Dividend yields vs Gilts
For the second quarter in a row, the life insurers Legal & General and Standard Life (Phoenix Group, as was) offer the highest forecast dividend yields within the FTSE 100.
In fact, the 10 highest dividend yields on offer within the FTSE 100 all come from financial services companies or real estate plays. They represent 9% of the index’s total forecast dividend payment for 2026.
A sustained increase in the 10-year gilt yield could tempt some investors to look toward government bonds and away from equities in their search for reliable income, although they will still need to consider the danger posed by inflation to the real-terms value of gilt coupons and weigh up the potential for capital gains from stock markets, as well as dividends.
A further rule of thumb states that any dividend yield which exceeds the risk-free rate by a factor of two may turn out to be too good to be true. The 10-year gilt yield is a good proxy for the risk-free rate. A dozen years of interest rates at near zero rendered the rule pretty useless but now monetary policy is returning to something akin to ‘normal’ it may regain some of its former relevance.
For the record, not one FTSE 100 stock currently offers a forecast dividend yield of 10% or more, or twice the 5% 10-year gilt yield that prevails at the time of writing, and that is probably no bad thing.
Who are the serial dividend growers?
A really fat dividend yield is not necessarily a good sign, as it can mean that investors are demanding such a juicy return to compensate themselves for what they see as substantial risks at a company.
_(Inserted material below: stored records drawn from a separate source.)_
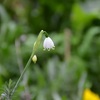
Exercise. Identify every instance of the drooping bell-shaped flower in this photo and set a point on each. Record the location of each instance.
(48, 44)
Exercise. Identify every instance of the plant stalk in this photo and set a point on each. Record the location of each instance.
(27, 65)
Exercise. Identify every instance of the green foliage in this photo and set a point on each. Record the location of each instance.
(54, 77)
The list of FTSE 100 firms which, on paper, were offering a 10%-plus dividend yield only to then deliver nothing of the sort as investors’ worst fears were realised is not a short one, and over the past decade it includes Centrica, Marks & Spencer, Shell, Imperial Brands, Persimmon and Vodafone.
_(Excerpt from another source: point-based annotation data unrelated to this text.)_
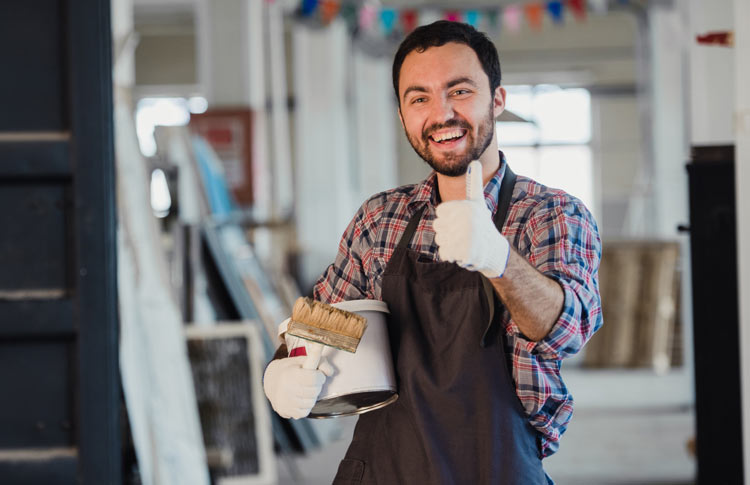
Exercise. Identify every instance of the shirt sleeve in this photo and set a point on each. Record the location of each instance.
(564, 244)
(346, 278)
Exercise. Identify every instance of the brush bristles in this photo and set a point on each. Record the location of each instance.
(316, 321)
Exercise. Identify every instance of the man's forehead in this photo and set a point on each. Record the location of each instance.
(436, 64)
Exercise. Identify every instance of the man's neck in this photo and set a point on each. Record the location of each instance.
(454, 188)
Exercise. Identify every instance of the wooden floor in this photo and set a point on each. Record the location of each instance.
(616, 437)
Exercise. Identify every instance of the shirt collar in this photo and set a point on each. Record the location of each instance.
(426, 192)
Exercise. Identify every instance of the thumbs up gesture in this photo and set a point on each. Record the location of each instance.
(465, 233)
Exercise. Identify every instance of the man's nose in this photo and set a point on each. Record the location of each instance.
(442, 110)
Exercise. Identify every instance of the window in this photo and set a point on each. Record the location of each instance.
(552, 147)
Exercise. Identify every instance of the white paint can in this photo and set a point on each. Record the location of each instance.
(362, 381)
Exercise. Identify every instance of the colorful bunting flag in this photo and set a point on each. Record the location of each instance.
(555, 11)
(348, 12)
(367, 16)
(578, 7)
(534, 15)
(452, 16)
(599, 7)
(512, 17)
(492, 19)
(388, 18)
(471, 17)
(488, 19)
(308, 7)
(328, 10)
(408, 20)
If anything, history suggests it is dividend growth that is the real secret sauce for a share price, as a growing pay-out will drag it higher over time.
After the delisting of Ashtead, and demotion to the FTSE 250 of Hikma Pharmaceuticals, 16 FTSE 100 members are nurturing an unbroken dividend streak of a decade or more. Coca-Cola HBC is the latest entrant. Severn Trent and LondonMetric Property are also closing in as they can point to nine consecutive increases each.
This grouping has, on average, provided premium capital returns and total returns relative to the FTSE 100 – 11 of the 16 have generated premium capital returns and 10 have done so in terms of total returns (including dividend reinvestment). However, the number of underperformers has increased in the past two to three years, as previously highly valued stocks such as Croda, DCC and the now-demoted Hikma have suffered a de-rating, to show that valuation really does matter in the end.
Moreover, only half of the 16 could be found in the FTSE 100 a decade ago. Any investor looking for the next generation of dividend growth winners may therefore need to dig into the FTSE 250 (or below).